Once viewed as strictly operational cost centers, today’s call centers have become accountable for revenue generation and can also contribute to the bottom line. Efforts within the call center to drive higher member satisfaction can directly impact credit union revenue. Credit unions should seize the opportunity to turn their call centers into revenue centers using the following tactics:
Based on an average credit union size of $250 million to $3 billion in assets, an estimated 15,000 calls per month and average revenue as reported by the NCUA, successfully selling to only 10 percent of callers can lift your credit union’s annual revenue by more than $1 million. A significant amount of revenue is also generated in call centers with loans. Investing in specialized training for agents to increase their ability to cross- and up-sell products will pay off.
Shift call monitoring
While the primary purpose of call monitoring is to review agents’ call handling and ensure quality service delivery, expanding the goals associated with call monitoring can help your call center achieve greater results.
When reviewing longer calls, utilizing a scorecard that tracks items the agent did or did not mention can be a helpful tool that can be used to provide feedback to that agent in particular or as a learning tool for other agents.
On a similar note, creating a sound library of well-handled calls can be a great resource for new employees as a “how to” guide for how your credit union expects calls to be handled. It is also critical to improving sales as it can teach agents how to spot potential openings to cross- and up-sell, and it enables agents to hear firsthand how calls should be handled.
It is also important to make sure agents do not miss opportunities to keep members engaged when reviewing short calls. For example, when asked about loan rates, research conducted by PSCU shows agents will provide the rates but fail to ask for an application more than 60 percent of the time. Agents should be trained to provide supplemental materials in addition to the specific information requested. When speaking with non-members, agents should always provide information about membership and ask whether the caller has interest in joining after answering the initial questions.

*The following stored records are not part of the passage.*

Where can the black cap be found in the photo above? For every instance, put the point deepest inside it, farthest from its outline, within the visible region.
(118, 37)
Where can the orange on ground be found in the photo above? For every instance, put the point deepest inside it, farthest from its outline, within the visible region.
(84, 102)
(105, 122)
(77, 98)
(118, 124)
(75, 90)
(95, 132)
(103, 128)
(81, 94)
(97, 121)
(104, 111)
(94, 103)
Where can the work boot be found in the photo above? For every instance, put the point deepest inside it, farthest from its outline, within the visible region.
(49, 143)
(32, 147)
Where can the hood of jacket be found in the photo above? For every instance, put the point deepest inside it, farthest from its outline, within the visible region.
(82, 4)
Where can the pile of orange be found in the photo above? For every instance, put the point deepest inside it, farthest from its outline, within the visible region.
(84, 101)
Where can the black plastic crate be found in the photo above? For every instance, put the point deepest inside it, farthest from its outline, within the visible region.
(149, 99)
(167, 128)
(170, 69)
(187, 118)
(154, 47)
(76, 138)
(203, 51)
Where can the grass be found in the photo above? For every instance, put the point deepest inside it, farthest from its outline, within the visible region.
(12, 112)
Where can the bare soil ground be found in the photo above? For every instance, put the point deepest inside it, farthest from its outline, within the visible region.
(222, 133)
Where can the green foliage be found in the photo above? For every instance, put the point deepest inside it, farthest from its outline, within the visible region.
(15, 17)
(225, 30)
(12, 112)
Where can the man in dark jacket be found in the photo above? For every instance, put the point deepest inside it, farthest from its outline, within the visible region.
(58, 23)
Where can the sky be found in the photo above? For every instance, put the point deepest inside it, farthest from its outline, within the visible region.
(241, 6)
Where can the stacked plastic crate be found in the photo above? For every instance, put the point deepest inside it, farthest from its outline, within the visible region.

Creating teams can maximize employees’ skills. For example, utilize your best sale reps as mentors to others. Agents often learn best from their peers when they feel comfortable asking questions. In a similar vein, build small teams of employees to foster an identity and sense of mission among team members, along with friendly competition.
Address low hanging fruit
Pay attention to the small things. Are your agents closing the deal on every possible opportunity? Are they providing loan applications and seizing opportunities to highlight high value, “sticky products” like bill pay, mobile and online banking when explaining checking accounts? Are your agents asking new callers to become members?

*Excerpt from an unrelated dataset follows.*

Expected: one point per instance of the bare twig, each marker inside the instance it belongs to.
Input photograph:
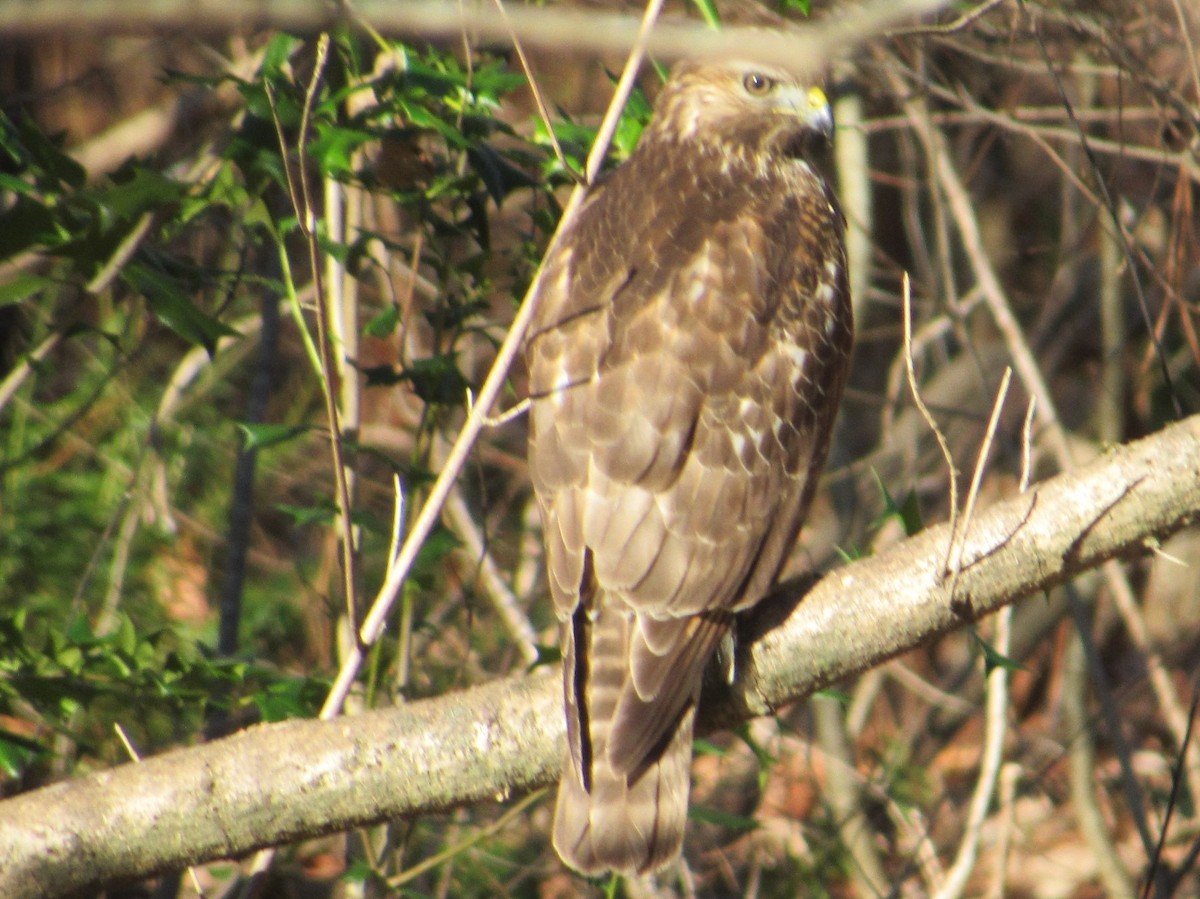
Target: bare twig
(456, 457)
(953, 472)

Also consider whether there are processes in place that work against your agents. For example, is cumbersome paperwork cutting down on agent availability? Ensuring you address these questions and others like them can boost revenue and turn your call center into a well-oiled selling machine.
A clear, easy and specific incentive plan – “I sell this, I get this” – can increase engagement and ensure agents are focused on a clear goal. These plans can tie back to credit union-specific goals, like having the ability to invest in more products focused on growth and profitability. Plans should be flexible as product strategy evolves but formalized and signed by all agents. Strong, continual support from senior management is also key.
If credit unions take the time and invest in some – or all – of these tactics, their call centers will evolve into revenue centers and add to the organization’s bottom line, as well as provide the service members need and expect from their credit union’s call centers.